To do without self-respect ... is to be an unwilling audience of one to an interminable documentary that deals one’s failings, both real and imagined, with fresh footage spliced in for every screening. There’s the glass you broke in anger, there’s the hurt on X’s face; watch now, this next scene, the night Y came back from Houston, see how you muff this one. To live without self-respect is to lie awake some night, beyond the reach of warm milk, the Phenobarbital, and the sleeping hand on the coverlet, counting up the sins of commissions and omission, the trusts betrayed, the promises subtly broken, the gifts irrevocably wasted through sloth or cowardice, or carelessness. However long we postpone it, we eventually lie down alone in that notoriously uncomfortable bed, the one we make ourselves. Whether or not we sleep in it depends, of course, on whether or not we respect ourselves.

So, I thought, re-reading it. There’s my symptoms, pretty much. Or some of them. Maybe that’s my problem; maybe I should snap out of it, like Joan Didion would. Do what I can do, accept my failings and my achievements equally as my due, and move on from both. Rely on my own opinion instead of worrying over others’. Let my vision of myself be based on what I know I'm capable of, rather than how I'm performing in the outside world.

People with self-respect have the courage of their mistakes. They know the price of things ... In brief, people with self-respect exhibit a certain toughness, a kind of mortal nerve; they display what was once called character ... Character, the willingness to accept responsibility for one’s own life – is the source from which self-respect springs.

So I turned off all the internet-based social networking I was mechanically, joylessly surfing, put on a CD, cooked myself breakfast, then sat down to do some serious work.

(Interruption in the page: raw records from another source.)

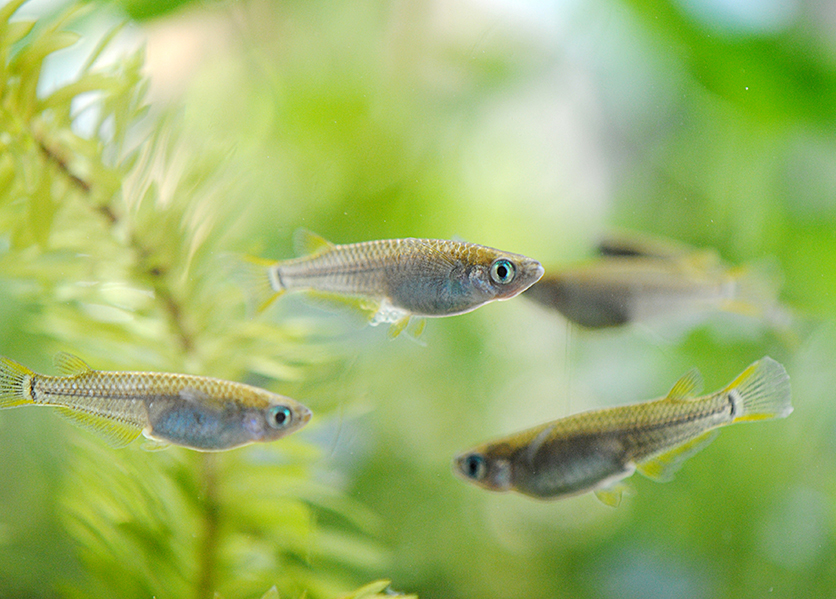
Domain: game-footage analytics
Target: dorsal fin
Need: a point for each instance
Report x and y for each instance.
(114, 432)
(307, 242)
(687, 387)
(69, 364)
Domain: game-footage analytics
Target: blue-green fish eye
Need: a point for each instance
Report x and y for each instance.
(279, 416)
(475, 466)
(503, 271)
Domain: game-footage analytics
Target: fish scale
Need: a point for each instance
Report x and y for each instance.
(594, 450)
(202, 413)
(396, 279)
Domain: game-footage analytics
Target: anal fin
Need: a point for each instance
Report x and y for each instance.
(113, 432)
(662, 467)
(612, 495)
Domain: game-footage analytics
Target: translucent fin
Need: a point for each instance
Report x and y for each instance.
(364, 306)
(154, 445)
(69, 364)
(114, 433)
(398, 327)
(687, 387)
(416, 327)
(612, 494)
(14, 379)
(307, 242)
(756, 288)
(261, 288)
(664, 466)
(761, 391)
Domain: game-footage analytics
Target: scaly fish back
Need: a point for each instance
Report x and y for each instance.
(355, 269)
(15, 382)
(761, 391)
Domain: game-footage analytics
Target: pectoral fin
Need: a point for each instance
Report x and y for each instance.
(113, 432)
(664, 466)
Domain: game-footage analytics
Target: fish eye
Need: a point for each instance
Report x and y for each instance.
(475, 466)
(279, 416)
(503, 271)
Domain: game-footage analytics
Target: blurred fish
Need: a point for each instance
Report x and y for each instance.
(593, 451)
(192, 411)
(396, 279)
(620, 289)
(630, 244)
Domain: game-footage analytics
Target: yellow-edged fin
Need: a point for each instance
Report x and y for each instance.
(662, 467)
(756, 288)
(612, 495)
(398, 327)
(13, 384)
(69, 364)
(113, 432)
(687, 387)
(761, 391)
(307, 242)
(254, 274)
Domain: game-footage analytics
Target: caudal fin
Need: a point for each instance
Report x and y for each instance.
(14, 382)
(261, 286)
(761, 391)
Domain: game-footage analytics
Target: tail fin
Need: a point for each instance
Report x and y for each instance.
(756, 288)
(260, 284)
(761, 391)
(14, 382)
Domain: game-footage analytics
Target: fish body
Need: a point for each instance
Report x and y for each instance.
(198, 412)
(593, 451)
(617, 290)
(400, 278)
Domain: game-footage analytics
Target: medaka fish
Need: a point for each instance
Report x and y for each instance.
(593, 451)
(198, 412)
(620, 289)
(396, 279)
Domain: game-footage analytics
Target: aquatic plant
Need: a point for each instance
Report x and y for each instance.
(114, 227)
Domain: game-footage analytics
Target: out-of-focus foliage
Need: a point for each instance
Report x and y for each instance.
(528, 126)
(113, 226)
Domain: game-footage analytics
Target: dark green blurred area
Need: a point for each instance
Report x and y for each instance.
(532, 127)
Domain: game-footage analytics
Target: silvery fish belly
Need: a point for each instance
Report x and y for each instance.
(198, 412)
(593, 451)
(399, 278)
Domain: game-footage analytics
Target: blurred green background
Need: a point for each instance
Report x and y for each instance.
(534, 127)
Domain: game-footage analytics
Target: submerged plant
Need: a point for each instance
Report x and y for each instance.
(113, 229)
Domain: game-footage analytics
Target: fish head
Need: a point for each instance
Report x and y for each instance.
(279, 418)
(485, 468)
(501, 275)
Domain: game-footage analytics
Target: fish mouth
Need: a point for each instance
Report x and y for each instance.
(537, 271)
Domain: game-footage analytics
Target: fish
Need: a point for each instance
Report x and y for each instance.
(597, 450)
(616, 290)
(627, 244)
(198, 412)
(396, 279)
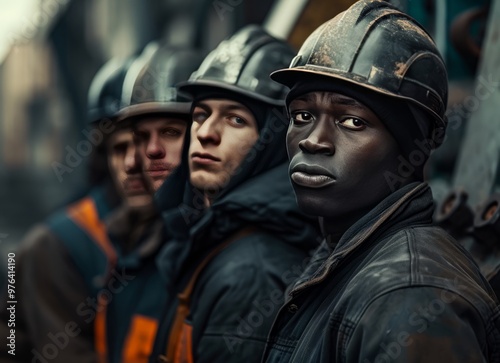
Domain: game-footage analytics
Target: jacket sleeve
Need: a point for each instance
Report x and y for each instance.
(418, 324)
(238, 304)
(50, 294)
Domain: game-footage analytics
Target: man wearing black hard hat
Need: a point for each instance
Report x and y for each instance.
(368, 89)
(237, 236)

I thought about everything Joan Didion has achieved and how much more I could achieve if I was disciplined and focused and self-contained and able to block out the outside world. I did a very reasonable and thoughtful few hundred words before the anxiety kicked back in. And then I fled back to Didion's words for comfort, followed by writing this, in an effort to purge my anxiety by putting it on paper (or on screen).

To have that sense of one’s intrinsic worth which constitutes self-respect is potentially to have everything: the ability to discriminate, to love and to remain indifferent. To lack it is to be locked within oneself, paradoxically incapable of either love or indifference. If we do not respect ourselves, we are the one hand forced to despise those who have so few resources as to consort with us, so little perception as to remain blind to our fatal weaknesses. On the other, we are peculiarly in thrall to everyone we see, curiously determined to live out – since our self-image is untenable – their false notion of us.

... It is the phenomenon sometimes called 'alienation from self'. In its advanced stages, we no longer answer the telephone, because someone might want something; that we could say no without drowning in self-reproach is an idea alien to this game. Every encounter demands too much, tears the nerves, drains the will, and the specter of something as small as an unanswered letter arouses such disproportionate guilt that answering it becomes out of the question. To assign unanswered letters their proper weight, to free us from the expectations of others, to give us back to ourselves – there lies the great, the singular power of self-respect. Without it, one eventually discovers the final turn of the screw: one runs away to find oneself, and finds no one at home.

I’m going back to work now; internet off. Really. I believe in my ability, if not to immediately move on, at least to lock my neuroses away for an afternoon - and an evening - and get on with life, meeting it and my deadlines head-on.